Where they were at spiritually?

Yeah. I know that Jimi Hendrix became a Christian because a friend of mine that recently passed away had known Jimi really well and owned almost every piece of memorabilia you can imagine. He had the psychedelic V and a couple of his strats. He had Hendrix’s prayer mat.

A prayer mat? Like to cushion your knees while you pray?

Yeah. Hendrix used to kneel on it and pray before he went onstage. Towards the end, before he died, he became a Christian. I had no idea.

Before you became a Christian, you dabbled in witchcraft. Or maybe dabbled isn’t the right word.

No, there was no dabbling. I definitely practiced it full-on.

Did you cast any hexes?

Of course. [Laughs.] If you’re not casting hexes, you’re not really doing witchcraft. You’re just reading about it.

Did you have any favorite hexes? Or any hexes that actually worked?

It’s been so long. The whole subject is kind of boring to me.

That’s weird. As somebody with exactly zero experience in hexes, I can’t think of anything less boring.

I did two hexes. One was on a guy who punched me in the back of the head when I wasn’t looking, and the other was on a girl that I wanted to seduce.

And they both worked?

They did. And that’s why I don’t do hexes anymore. And it’s why I don’t do Megadeth songs like “The Conjuring” anymore. The lyrics are basically just a list of instructions from some of the hexes I’ve done.

You’re worried about copycats?

Yeah, I am. I could play the music, it wouldn’t bother me at all. But the lyrics, I don’t know. When I wrote it, I thought it was really cool to put that stuff in there. I didn’t think beyond the end of my nose that other kids were going to hear it and probably take it to heart.
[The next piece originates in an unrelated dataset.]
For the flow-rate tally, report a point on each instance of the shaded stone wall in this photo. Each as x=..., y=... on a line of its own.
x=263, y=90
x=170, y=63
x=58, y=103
I just Googled the lyrics to “The Conjuring,” and I guess you’re right, it is like a recipe for a hex. I apparently need a candle and a piece of parchment and an eyelash from a black cat and the straw of a broom. This is all accurate?

It is, yeah.

Where do you even go to find the eyelash from a black cat? Amazon, maybe?

I have no clue. I’m not saying everybody would listen to that song and decide to try doing a hex. Maybe out of 100 people, 99 will think it’s stupid, or 99 will think it’s cool but would never do it. But there’s always that one. You know what I mean? I don’t want to be responsible for misleading anyone. It’s hard enough to survive in this world without getting bad ideas from a metal song.

Th1rt3en is out now on Roadrunner Records.